I don’t think I was a particularly religious person when I was a kid. All I had in mind was to play and be naughty, just like anybody else among my friends. But my mother saw to it that I prayed the rosary with her and some of my siblings who happened to be with her at the moment.
It was she who instilled in me, among many other things, love and veneration for the Pope. My lola and the teachers in grade school, mostly nuns, did the same. And I just developed that love to the point that whenever I saw a picture of Pope John XXIII, the Pope at that time, I felt good and holy and somehow urged to behave.
The nuns in school encouraged me to enter the seminary, but when I brought the idea to my father, he said, no way. And so I forgot about priesthood and pursued what everybody else was pursuing. At that time, all I wanted was to become rich and all those thingamajigs.
But I met Opus Dei while studying in college in Manila.
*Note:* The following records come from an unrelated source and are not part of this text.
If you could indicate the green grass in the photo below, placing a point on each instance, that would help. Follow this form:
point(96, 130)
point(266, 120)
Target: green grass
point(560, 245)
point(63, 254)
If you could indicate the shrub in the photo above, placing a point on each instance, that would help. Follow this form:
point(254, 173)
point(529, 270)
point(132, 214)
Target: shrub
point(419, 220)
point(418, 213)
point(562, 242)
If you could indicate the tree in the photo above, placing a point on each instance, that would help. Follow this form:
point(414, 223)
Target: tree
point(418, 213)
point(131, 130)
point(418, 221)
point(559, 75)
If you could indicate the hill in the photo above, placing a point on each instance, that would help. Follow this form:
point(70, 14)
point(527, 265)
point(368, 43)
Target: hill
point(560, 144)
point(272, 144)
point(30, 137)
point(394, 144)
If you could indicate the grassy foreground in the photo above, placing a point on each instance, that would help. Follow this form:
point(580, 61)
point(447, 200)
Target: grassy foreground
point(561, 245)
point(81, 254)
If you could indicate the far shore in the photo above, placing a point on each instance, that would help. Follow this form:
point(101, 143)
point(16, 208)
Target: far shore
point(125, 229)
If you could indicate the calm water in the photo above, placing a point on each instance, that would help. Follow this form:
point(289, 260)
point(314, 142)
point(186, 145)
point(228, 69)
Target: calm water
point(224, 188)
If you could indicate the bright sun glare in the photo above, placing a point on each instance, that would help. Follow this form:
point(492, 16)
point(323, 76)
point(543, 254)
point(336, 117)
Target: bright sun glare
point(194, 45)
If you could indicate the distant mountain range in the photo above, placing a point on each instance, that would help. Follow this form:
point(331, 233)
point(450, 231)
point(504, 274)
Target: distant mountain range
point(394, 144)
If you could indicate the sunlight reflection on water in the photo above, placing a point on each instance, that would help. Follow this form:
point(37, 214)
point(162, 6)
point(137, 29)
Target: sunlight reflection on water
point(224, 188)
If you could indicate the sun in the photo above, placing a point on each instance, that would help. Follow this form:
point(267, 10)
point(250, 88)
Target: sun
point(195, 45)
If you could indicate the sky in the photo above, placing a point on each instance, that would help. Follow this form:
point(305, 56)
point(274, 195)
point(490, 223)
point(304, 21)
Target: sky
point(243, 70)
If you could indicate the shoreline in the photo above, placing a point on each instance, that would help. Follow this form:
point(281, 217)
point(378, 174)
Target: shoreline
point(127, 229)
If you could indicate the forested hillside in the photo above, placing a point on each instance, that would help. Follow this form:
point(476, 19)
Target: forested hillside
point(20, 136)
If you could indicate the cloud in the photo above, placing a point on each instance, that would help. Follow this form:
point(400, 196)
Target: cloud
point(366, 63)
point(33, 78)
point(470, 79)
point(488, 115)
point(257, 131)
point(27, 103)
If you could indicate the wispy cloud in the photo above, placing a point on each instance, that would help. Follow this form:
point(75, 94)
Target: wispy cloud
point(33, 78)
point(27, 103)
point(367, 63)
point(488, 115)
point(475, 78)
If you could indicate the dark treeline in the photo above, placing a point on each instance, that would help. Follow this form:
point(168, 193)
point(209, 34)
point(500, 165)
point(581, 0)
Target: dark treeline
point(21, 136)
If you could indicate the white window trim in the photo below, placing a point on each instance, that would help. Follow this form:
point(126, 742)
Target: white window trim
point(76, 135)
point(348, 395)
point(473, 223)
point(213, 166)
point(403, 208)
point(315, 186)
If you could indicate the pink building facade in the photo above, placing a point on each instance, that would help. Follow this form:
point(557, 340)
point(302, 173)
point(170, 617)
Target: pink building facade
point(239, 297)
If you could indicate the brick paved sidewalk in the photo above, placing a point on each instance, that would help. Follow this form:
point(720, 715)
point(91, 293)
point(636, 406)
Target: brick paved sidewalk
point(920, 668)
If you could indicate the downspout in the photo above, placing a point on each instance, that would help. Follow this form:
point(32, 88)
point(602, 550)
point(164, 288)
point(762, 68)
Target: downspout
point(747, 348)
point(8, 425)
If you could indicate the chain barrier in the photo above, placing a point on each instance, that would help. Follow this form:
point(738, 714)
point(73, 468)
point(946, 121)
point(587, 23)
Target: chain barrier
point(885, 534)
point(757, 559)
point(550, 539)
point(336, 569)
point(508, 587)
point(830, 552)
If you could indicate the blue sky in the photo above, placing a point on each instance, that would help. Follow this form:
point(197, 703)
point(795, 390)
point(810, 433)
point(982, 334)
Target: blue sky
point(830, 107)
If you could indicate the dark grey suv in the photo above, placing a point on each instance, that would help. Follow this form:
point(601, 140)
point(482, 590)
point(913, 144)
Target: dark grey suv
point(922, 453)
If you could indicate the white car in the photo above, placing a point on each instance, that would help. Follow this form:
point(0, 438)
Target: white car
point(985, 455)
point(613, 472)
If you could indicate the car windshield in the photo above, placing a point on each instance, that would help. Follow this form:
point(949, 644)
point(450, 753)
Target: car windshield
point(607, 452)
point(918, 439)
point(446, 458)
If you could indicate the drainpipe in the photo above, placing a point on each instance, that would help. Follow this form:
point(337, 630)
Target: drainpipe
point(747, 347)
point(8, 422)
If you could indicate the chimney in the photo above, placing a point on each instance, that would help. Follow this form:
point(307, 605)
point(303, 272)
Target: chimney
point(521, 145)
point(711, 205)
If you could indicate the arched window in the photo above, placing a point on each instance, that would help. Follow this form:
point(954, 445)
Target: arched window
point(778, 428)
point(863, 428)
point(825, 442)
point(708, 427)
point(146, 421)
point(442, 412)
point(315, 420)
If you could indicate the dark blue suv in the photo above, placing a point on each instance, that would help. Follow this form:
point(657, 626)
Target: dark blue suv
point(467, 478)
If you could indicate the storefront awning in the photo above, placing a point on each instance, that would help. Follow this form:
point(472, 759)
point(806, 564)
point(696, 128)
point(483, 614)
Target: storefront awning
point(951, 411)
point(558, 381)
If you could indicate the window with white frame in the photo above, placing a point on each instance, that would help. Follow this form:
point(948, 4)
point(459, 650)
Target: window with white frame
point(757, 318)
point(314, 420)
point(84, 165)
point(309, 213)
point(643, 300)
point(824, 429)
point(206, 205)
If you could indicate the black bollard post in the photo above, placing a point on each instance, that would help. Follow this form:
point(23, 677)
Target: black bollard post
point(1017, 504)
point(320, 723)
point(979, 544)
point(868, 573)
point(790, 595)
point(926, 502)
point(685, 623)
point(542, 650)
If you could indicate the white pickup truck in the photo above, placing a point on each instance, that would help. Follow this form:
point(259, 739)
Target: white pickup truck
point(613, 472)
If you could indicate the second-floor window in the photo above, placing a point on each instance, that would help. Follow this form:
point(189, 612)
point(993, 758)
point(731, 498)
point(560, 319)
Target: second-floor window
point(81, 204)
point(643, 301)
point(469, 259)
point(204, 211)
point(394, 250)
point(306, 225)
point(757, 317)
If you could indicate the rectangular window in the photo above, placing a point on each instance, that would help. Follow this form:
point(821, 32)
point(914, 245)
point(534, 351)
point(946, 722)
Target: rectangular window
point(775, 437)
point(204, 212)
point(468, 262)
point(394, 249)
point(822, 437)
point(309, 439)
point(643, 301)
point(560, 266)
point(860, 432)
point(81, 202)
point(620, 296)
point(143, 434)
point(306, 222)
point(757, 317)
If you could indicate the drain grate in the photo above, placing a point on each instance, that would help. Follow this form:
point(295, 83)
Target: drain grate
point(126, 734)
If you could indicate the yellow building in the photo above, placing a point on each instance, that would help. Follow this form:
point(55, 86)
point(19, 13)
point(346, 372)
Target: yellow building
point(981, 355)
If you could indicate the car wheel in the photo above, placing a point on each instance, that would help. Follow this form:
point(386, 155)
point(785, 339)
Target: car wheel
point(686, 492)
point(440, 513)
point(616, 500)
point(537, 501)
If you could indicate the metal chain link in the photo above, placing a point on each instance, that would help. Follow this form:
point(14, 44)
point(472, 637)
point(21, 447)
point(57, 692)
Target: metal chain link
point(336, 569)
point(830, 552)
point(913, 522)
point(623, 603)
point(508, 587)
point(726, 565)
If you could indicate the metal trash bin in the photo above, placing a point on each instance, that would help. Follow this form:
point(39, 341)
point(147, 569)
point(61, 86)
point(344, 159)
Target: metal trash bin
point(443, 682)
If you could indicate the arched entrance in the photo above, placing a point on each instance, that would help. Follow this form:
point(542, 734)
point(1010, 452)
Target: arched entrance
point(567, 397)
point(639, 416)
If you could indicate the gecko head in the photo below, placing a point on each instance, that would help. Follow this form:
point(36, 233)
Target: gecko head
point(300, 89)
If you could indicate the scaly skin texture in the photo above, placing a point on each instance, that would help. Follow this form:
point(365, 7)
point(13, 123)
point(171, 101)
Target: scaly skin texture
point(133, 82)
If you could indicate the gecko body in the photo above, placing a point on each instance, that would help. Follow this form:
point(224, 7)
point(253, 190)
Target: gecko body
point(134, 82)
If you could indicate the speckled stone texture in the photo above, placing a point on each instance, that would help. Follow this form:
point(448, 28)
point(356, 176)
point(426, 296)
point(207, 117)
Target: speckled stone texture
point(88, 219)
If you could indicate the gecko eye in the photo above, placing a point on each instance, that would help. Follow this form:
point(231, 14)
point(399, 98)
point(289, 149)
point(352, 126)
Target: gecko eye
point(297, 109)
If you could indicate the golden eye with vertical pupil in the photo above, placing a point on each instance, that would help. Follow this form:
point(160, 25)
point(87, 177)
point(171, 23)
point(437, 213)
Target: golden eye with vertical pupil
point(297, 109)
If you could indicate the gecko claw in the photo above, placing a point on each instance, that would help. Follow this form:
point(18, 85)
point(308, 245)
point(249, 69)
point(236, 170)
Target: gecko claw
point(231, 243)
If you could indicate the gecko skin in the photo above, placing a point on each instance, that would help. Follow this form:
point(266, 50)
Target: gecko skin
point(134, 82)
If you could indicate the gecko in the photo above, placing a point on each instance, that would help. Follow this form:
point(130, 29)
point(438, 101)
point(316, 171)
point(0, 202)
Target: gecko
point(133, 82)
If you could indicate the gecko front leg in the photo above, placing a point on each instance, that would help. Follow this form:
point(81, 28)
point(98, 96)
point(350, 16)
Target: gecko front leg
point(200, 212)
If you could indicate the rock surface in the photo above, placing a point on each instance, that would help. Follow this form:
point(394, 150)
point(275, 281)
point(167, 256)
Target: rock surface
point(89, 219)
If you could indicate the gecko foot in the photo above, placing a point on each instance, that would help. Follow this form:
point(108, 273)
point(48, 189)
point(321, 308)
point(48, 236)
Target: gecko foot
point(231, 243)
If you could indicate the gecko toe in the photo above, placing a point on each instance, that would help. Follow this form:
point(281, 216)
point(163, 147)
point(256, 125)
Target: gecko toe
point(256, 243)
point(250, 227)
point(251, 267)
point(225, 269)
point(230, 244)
And my life changed, made a sharp turn. Well, that’s now history.
My love and fascination for the Pope grew even more. When Pope Paul VI visited Manila, I happened to stay just a few houses from where the Nunciature, where he stayed, was.
I remember standing the whole day right in front of the Nunciature together with the crowd just to have a glimpse of him. And when I saw him, it was as if I was floating on air with joy. Prayer when infused with joy became effortless.
Then entered Pope John Paul II in 1978. At that time, I was already a professional man, working in some office, but also into deep philosophical and theological studies. It was he who sort of challenged me to take my Christian formation more seriously.
I found him irresistibly stimulating and engaging. I was sure his presence, his words, even his mannerisms were all so soaked with a certain charism that I just found myself insatiably devouring his writings and any piece of news about him. I knew I was learning a lot and growing interiorly.
When he visited Manila in 1981, I volunteered to be part of a press team. That enabled me to see him at close range. It was in Baclaran church, his first stop after arriving at the Manila airport, when I had the first chance almost to touch him if not for the security who stopped me at the last split second.
Then I was asked to go to Rome for ecclesiastical studies. I actually did not seek the priesthood. I simply was called to it, and I just said, yes, after a little reflection.
I still vividly remember every moment of that day of my ordination. What struck me most was that he started it very tired. He just came in from a trip and he already had serious health conditions. But as the event went on, I noticed he became very alive. At the end, he talked to me as if he knew me all along.
I have no doubt he is truly a saint!